The Svalan weighs half a kilogramme and has a flight time of 45 minutes while the two hour endurance Korpen weights six kilogrammes, allowing them to be hand-launched. Both of these are manufactured by AeroVironment in the United States.
The Ornen began flying at Camp Nobel’s airfield in Mali on 1 May with operational flying from 8 May. “It’s really good that we have now got the one jigsaw piece that we were lacking in our intelligence collection capability. So now we’re operating in Malian airspace and this means that we can be much more active in our information gathering,” said Lieutenant Colonel Carl-Magnus R Svensson, who is in charge of Sweden’s Mali 01 detachment.

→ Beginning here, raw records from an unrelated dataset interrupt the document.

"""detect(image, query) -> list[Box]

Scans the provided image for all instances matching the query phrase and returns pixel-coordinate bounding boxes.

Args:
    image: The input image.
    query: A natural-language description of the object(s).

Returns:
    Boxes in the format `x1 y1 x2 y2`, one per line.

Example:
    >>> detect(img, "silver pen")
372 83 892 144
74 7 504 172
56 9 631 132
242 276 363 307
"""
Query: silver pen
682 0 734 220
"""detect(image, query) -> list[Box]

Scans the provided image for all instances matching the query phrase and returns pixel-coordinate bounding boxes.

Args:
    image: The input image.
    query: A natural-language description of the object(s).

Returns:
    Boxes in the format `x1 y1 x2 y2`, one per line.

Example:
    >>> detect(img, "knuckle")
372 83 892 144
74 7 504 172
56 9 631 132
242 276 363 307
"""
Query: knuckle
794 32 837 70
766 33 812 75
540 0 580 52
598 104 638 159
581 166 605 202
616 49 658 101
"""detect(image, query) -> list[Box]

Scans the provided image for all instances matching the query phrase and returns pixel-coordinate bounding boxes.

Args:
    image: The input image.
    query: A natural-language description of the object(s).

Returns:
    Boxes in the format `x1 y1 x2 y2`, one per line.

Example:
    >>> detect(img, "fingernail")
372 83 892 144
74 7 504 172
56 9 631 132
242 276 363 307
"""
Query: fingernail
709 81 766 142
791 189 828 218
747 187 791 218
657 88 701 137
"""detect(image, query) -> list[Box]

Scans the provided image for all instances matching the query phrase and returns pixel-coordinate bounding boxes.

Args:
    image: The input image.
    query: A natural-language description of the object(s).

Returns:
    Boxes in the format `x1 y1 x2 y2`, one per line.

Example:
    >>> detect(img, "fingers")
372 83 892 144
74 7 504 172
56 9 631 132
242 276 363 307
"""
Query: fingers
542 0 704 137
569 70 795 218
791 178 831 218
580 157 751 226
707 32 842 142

The Ornen (AAI Shadow 200B) weights 170 kg, has an endurance of seven hours and can transmit imagery over a distance of 125 kilometres. It has a service ceiling of around 3-5 000 metres and uses an infrared camera to send back imagery to a ground station. It has been used in Afghanistan since 2011.
Sweden has deployed around 250 personnel to Timbuktu in Mali, including technicians, imagery analysts, sensor operators, operation supervisors and pilots for the UAV unit. The majority arrived earlier this year and set up camp at a specially constructed base near Timbuktu.
Sweden and the Netherlands are in charge of providing intelligence for MINUSMA, with the Dutch primarily using AH-64 Apache helicopters. Sweden has also contributed to the European Union Training Mission in Mali (EUTM Mali).